Wow, how long did that flicker of emotion last there? Two minutes?

Why the fuck do I even still bother with this guy?

Because you know how much he’s suffering. How much he’s lost. You’re all he has in this world.

And, like it or not, he’s all you have.

I think back to that night in Chicago. As if sensing that my world was falling apart, my dad’s call had come in moments after I ran out of Dante’s restaurant. Shaken and scared, I immediately confessed to him where I was.

Of course he’d lost it. I’d fully expected him to, just not to the degree that he did. He stopped speaking to me, and if he could have grounded me for months, he would have done so.

But there was no need. I’d seen enough of Chicago anyway. Enough of the world, in fact, to tearfully promise myself and him that I’d never go there again. That I’d never leave Boston without telling him.

Yet here I am, leaving Boston and heading back there.

I grab my coat and shout to let Kira know I’m leaving.
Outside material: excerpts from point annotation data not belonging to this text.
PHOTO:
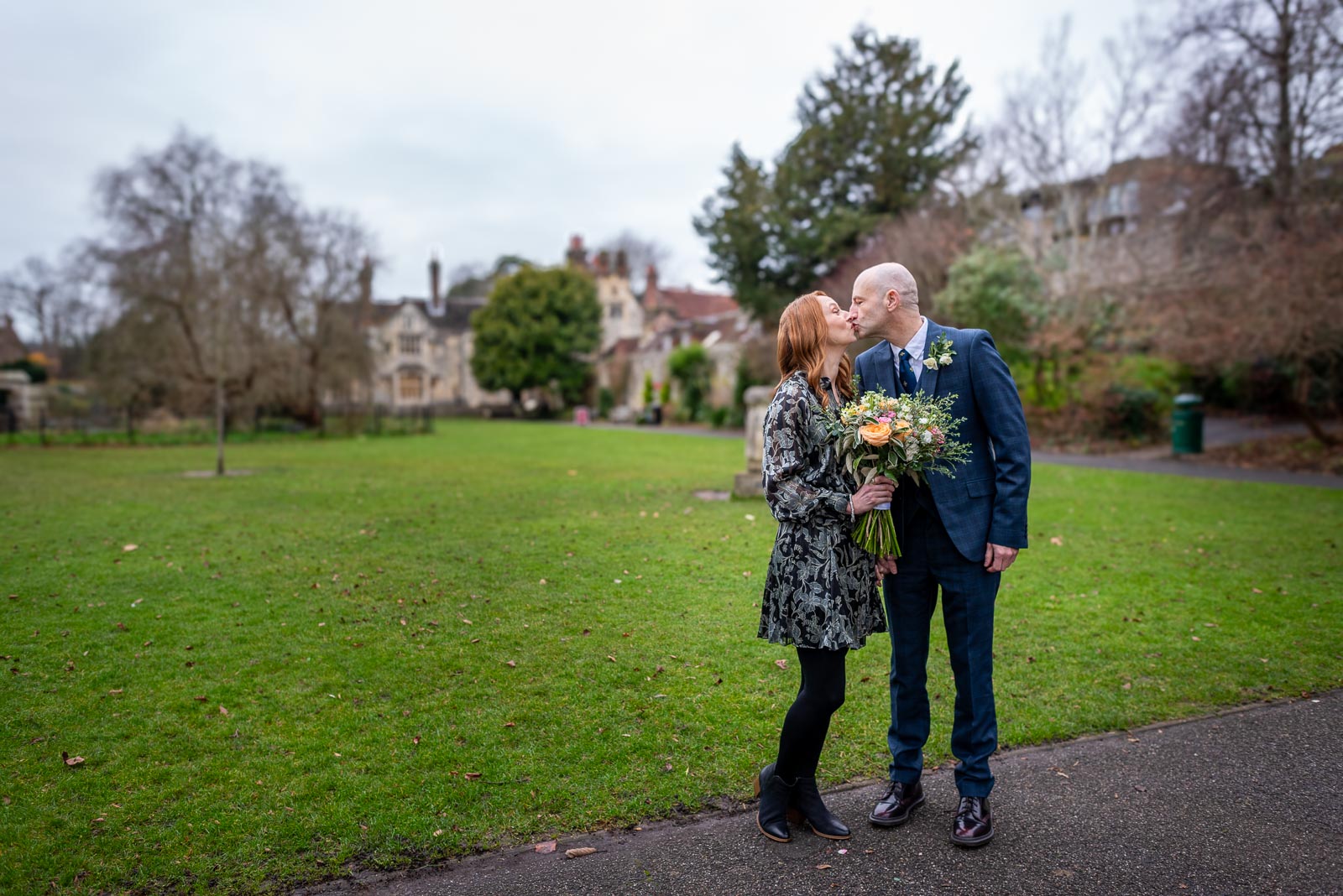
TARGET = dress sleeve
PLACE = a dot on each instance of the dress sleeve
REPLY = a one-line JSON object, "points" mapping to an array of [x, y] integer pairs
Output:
{"points": [[789, 495]]}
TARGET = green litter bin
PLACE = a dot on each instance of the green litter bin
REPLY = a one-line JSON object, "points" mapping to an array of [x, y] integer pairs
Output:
{"points": [[1188, 425]]}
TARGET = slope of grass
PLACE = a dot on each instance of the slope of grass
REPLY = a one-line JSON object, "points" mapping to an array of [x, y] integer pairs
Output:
{"points": [[382, 652]]}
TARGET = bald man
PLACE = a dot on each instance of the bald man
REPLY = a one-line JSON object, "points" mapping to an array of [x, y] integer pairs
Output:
{"points": [[958, 534]]}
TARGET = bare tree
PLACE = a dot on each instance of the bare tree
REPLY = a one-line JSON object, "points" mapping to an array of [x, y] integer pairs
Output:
{"points": [[46, 297], [317, 295], [175, 251], [1260, 268], [1267, 89]]}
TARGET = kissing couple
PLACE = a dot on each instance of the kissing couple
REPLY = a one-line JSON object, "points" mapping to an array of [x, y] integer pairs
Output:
{"points": [[958, 533]]}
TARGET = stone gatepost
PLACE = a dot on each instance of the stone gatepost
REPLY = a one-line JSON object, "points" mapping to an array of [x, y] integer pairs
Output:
{"points": [[758, 401]]}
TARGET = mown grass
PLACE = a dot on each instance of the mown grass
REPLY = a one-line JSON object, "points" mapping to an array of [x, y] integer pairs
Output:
{"points": [[302, 671]]}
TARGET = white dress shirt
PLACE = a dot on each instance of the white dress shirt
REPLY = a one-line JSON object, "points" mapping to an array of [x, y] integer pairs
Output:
{"points": [[917, 345]]}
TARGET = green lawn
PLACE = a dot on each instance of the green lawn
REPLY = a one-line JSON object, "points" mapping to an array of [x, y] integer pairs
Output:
{"points": [[383, 652]]}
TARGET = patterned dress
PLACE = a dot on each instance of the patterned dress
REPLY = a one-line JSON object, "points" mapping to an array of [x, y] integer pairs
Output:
{"points": [[821, 591]]}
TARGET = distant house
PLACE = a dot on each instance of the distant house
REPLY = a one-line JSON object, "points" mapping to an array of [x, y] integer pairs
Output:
{"points": [[22, 401], [422, 346], [422, 353], [640, 333]]}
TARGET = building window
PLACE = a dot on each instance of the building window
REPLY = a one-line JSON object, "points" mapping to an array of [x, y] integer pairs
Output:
{"points": [[411, 387]]}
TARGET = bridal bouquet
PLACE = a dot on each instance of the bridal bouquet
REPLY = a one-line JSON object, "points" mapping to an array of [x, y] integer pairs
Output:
{"points": [[908, 435]]}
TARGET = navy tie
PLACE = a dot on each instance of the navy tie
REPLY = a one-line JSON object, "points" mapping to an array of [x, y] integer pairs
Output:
{"points": [[907, 373]]}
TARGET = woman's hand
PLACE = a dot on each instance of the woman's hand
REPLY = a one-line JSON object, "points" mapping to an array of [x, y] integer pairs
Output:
{"points": [[879, 491]]}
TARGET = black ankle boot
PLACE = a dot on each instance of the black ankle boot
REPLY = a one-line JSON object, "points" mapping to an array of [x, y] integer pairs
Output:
{"points": [[806, 799], [774, 805]]}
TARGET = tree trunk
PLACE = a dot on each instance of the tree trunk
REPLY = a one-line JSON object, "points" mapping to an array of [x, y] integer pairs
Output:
{"points": [[219, 425]]}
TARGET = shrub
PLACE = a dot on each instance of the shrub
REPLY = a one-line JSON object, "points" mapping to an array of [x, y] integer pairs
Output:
{"points": [[604, 403]]}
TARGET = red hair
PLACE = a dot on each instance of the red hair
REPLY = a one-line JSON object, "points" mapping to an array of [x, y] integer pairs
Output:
{"points": [[802, 340]]}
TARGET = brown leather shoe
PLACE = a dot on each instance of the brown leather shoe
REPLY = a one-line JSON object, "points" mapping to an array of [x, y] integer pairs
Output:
{"points": [[893, 809], [974, 826]]}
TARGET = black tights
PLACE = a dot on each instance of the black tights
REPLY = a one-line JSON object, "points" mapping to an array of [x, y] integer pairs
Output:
{"points": [[809, 718]]}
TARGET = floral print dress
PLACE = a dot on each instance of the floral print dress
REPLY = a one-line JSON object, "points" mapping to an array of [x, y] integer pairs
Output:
{"points": [[821, 589]]}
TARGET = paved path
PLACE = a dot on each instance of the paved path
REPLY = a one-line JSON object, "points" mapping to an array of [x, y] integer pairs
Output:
{"points": [[1242, 802]]}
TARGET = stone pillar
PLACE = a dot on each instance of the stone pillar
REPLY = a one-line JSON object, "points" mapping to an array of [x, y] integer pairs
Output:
{"points": [[758, 401]]}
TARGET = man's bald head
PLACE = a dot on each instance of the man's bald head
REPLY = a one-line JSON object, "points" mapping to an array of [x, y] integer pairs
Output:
{"points": [[880, 279]]}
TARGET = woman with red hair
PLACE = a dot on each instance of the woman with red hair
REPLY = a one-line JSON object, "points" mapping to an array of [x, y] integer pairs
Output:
{"points": [[821, 591]]}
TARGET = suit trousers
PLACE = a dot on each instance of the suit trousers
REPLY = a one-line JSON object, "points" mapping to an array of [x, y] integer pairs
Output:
{"points": [[930, 560]]}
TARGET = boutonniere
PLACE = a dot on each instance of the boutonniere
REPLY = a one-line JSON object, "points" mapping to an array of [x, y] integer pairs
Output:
{"points": [[939, 353]]}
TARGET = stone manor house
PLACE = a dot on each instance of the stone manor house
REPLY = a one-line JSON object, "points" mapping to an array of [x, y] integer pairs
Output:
{"points": [[422, 346]]}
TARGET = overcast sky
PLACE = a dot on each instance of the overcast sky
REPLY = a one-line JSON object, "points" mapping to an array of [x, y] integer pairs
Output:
{"points": [[472, 128]]}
My reflection in the elevator mirrors brings me up short. The woman who stares back at me looks flushed. Terrified, even.

I take a deep breath to settle the flutters in my belly and say to her. “Chicago is a huge city, and your assignment is simple. Pick up the sample and come straight home. I promise you, the odds of running into him are one to three million. Practically zilch.”

If only I could get my heart to believe me and stop racing like a horse going into battle.

Chapter Four

Dante

I lean back against the cool leather of the SUV seat, drumming my fingers on my thigh, a heavy metal track blaring in one ear, drowning out the eerie silence in the car.

On my other side, the tinted window is rolled halfway down to let in Chicago’s pulse. I welcome the sounds of wailing sirens in the distance, screeching tires, honking trucks, and shouting people—the city’s chaotic symphony, finding it oddly calming.

But what I really need is a release of this coiled tension inside. The gym calls to me, weights and punching bags, but duty anchors me here, in the backseat, waiting for Salvatore, my right-hand man, to emerge from the tall white building across the street.

After what feels like hours but is, in fact, only five or ten minutes, Sal pulls open the door and slips into the driver’s seat with a restless energy about him. He shakes off the cold like a wet dog and cranks up the heating to replace the warmth lost from my partially rolled-down window. Unlike me, Sal hates the cold.

“What do we know?” I ask in a flat voice.

He flashes me his signature boyish grin through the rearview mirror. “Can you believe that Boston has just sent someone to collect that sample?”

I shake my head in disgust and grumble, “That’s too fucking close for comfort, Sal.”